Support Questions
Find answers, ask questions, and share your expertise

Nifi InputRequirement.FORBIDDEN purpose


Nifi InputRequirement.FORBIDDEN purpose

New Contributor

Some processors are annotated as source processors i.e. they do not accept an incoming flow file. I cannot appreciate the reason for this restriction. What is the idea behind adding this constraint?

I have a requirement of looking up a HDFS folder path from some metadata/ config and then Fetch all the files in that folder and do some further processing on them before writing these out to another sink.

The problem is that once I get the path from metadata, I cannot supply this path to a ListHDFS processor because ListHDFS does not accept an incoming flow file. I cannot appreciate why it was designed this way? @Bryan Bende?

I have faced several such restriction in designing workflows due to the InputRequirement.FORBIDDEN and whats frustrating is that this is not documented anywhere in the Processor documentation that it can only be the first step in the flow.

Can someone explain why the restriction and what is the way around it? Do I need to build a custom version of ListHDFS that will use path from an incoming flow file.

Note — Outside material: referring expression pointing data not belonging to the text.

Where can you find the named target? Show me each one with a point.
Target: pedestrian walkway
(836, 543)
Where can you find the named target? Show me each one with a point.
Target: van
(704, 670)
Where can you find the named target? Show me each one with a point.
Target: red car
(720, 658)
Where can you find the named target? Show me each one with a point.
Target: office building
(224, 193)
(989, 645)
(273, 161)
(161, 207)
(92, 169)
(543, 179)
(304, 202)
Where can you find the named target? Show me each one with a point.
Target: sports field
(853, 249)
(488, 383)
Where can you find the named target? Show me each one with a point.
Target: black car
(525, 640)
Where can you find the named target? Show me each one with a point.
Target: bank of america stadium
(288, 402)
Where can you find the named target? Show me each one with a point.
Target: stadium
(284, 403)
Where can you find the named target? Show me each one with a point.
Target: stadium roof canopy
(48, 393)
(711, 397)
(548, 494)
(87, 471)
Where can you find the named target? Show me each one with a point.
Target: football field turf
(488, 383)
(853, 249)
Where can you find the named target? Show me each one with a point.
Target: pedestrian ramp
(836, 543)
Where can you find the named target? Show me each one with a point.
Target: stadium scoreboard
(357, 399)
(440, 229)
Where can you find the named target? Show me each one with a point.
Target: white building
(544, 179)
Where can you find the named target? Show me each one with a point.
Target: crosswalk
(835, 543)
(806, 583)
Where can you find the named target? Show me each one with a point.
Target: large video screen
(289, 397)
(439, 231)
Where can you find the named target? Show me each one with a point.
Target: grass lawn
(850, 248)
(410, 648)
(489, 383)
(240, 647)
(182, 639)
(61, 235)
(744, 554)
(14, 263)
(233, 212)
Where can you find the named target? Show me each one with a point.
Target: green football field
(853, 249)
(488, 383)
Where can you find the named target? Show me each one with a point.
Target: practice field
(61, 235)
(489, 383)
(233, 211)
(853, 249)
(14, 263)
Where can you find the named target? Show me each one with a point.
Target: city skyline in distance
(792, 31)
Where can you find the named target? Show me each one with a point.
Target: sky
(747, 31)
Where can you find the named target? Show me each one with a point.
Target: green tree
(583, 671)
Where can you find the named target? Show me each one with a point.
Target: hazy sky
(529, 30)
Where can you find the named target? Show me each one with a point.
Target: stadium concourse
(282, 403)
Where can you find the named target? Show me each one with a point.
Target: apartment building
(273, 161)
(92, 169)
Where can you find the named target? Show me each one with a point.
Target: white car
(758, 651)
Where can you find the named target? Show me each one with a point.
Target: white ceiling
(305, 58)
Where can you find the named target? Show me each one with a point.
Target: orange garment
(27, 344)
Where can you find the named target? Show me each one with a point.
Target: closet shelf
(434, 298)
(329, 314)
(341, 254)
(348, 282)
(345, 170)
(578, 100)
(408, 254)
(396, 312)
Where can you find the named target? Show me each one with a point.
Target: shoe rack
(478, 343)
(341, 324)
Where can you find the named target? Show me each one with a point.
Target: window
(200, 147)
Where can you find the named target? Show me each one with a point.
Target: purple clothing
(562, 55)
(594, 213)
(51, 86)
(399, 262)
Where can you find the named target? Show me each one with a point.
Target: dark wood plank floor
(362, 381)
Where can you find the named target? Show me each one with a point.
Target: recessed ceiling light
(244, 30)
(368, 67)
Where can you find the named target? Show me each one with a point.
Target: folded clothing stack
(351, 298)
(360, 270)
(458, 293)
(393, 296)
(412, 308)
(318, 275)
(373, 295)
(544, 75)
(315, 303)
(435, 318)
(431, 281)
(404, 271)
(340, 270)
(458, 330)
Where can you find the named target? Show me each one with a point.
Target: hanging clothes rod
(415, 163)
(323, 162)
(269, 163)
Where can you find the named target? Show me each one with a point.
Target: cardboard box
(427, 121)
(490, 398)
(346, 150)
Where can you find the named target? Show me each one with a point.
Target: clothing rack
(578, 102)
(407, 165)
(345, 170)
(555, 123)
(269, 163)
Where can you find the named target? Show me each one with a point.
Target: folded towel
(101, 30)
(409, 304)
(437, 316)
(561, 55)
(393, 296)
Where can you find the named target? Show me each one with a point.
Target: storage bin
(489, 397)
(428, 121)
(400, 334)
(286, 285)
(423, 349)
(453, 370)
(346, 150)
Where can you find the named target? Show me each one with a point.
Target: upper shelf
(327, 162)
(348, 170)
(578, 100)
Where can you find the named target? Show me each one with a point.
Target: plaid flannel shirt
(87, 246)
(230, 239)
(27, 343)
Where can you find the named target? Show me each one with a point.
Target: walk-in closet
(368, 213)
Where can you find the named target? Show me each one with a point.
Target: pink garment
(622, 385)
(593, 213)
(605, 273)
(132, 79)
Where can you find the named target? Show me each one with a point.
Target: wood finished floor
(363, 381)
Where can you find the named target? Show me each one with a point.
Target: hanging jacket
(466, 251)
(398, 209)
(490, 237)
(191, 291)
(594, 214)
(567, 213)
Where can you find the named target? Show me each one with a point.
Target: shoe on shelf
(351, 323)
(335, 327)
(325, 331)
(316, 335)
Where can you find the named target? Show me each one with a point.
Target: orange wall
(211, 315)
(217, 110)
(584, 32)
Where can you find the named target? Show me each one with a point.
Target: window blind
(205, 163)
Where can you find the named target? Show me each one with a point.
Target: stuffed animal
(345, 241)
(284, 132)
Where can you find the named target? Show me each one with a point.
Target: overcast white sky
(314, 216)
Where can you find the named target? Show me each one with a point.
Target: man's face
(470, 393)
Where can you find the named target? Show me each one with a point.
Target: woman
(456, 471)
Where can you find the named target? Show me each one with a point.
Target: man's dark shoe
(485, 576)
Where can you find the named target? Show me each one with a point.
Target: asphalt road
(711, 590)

I tried WebHDFS and httpFS but I am unable to use this in production because my production cluster is kerberized and InvokeHTTP processor does not seem to support SPNEGO


Re: Nifi InputRequirement.FORBIDDEN purpose

It is up to the developer of a processor to determine if their processor is going to support incoming flow files.

In the case of ListHDFS, the intended use-case was for it to monitor a directory for new files based on using the timestamp of the last files it saw from the previous execution, so it is expecting to the list the same directory each time.

The InputRequirement annotation is a way to indicate to the framework whether incoming connections should be allowed. A while ago this annotation did not exist, and you could connect a queue to any processor, but the processor might have never used the flow files from the queue, and it was very confusing.

So I don't think the issue is the InputRequirement annotation itself, but rather the fact that you are looking for a processor similar to ListHDFS, but with different behavior where you can list any arbitrary directory based on an incoming flow file, and most likely not maintain state to find newer files since you probably are only listing it one time. You could implement a custom processor for this, or if you have the hadoop client on the machine where NiFi is then you just use ExecuteStreamCommand and make a call out to "hadoop fs -ls ${your.dir}" or something like that.

Also, the documentation does show the "Input Requirement"....

Input requirement: 

This component does not allow an incoming relationship.